Prime Minister Jacinda Ardern will mark the end of her first 100 days in Government by setting out her cornerstone policy on child poverty this week.
The 100 days will end on February 3 and Ardern will deliver a major speech on Wednesday as a stocktake and the next steps.
This week Ardern will also outline the details of the poverty reduction legislation which provide targets for reducing child poverty which must be reported on as part of the Budget process.
She said that will include a set of primary and extra supplementary targets for the Government to achieve.
"It's going to give the public the ability to hold us to account.
Parliament begins again on Tuesday after the summer break.
Ardern said she hoped to get National on board with the child poverty proposal to help it lasted past her own Government.
However, National leader Bill English was non-committal, saying Labour had offered a briefing just before the targets were released but he was yet to see what was in it and there had been no consultation on the details in it.
"We'll consider it but it does look as if they're going for high-level generalised targets around income levels and abandoning everything else that is part of the poverty equation."
He said it was rich Labour was releasing a child poverty target just days after it scrapped National's public service targets across health, education, crime and social welfare – a decision he said was purely ideologically driven.
National intended to monitor progress on the public services targets itself by seeking information through the Official Information Act and Parliamentary questions. English said Labour's opposition to them was ideological.
"It strikes us as a bit odd that they are legislating for high level targets on income but getting rid of targets that relate to the other half of the equation on poverty which is social dysfunction which locks people into persistent deprivation. We don't want to be tarred with the brush of half a strategy."
He said the Government was relying on its family incomes package to help with poverty but could not afford to offer a further one.
Ardern gave herself a 7.5 out of her 10 for her first 100 days, saying she was "a perfectionist."
English was dismissive, saying much of it had involved "the start of long, complicated bureaucratic processes." "Commissions, reviews, committees, working groups and who knows where it's going to lead?"
He said National would support the Government on things that were good for New Zealand and oppose them on things that were not.
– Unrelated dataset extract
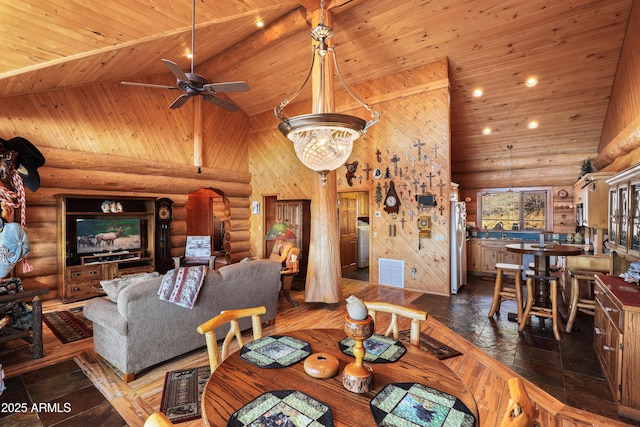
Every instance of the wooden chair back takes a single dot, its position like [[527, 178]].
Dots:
[[231, 317], [416, 316], [158, 419], [520, 410]]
On the "good" side of the ledger, he listed the Trans Pacific Partnership, but added National was yet to see the final text of the revised version – the Comprehensive and Progressive Trans Pacific Partnership (CPTPP).
English took a swipe at Labour, saying it was putting on a show of wanting a genuine bi-partisan approach to child poverty but it had abused National's offer of support for the TPP.
"On TPP they've been attacking National's record on it which is not the best way to create a constructive relationship when they need our votes.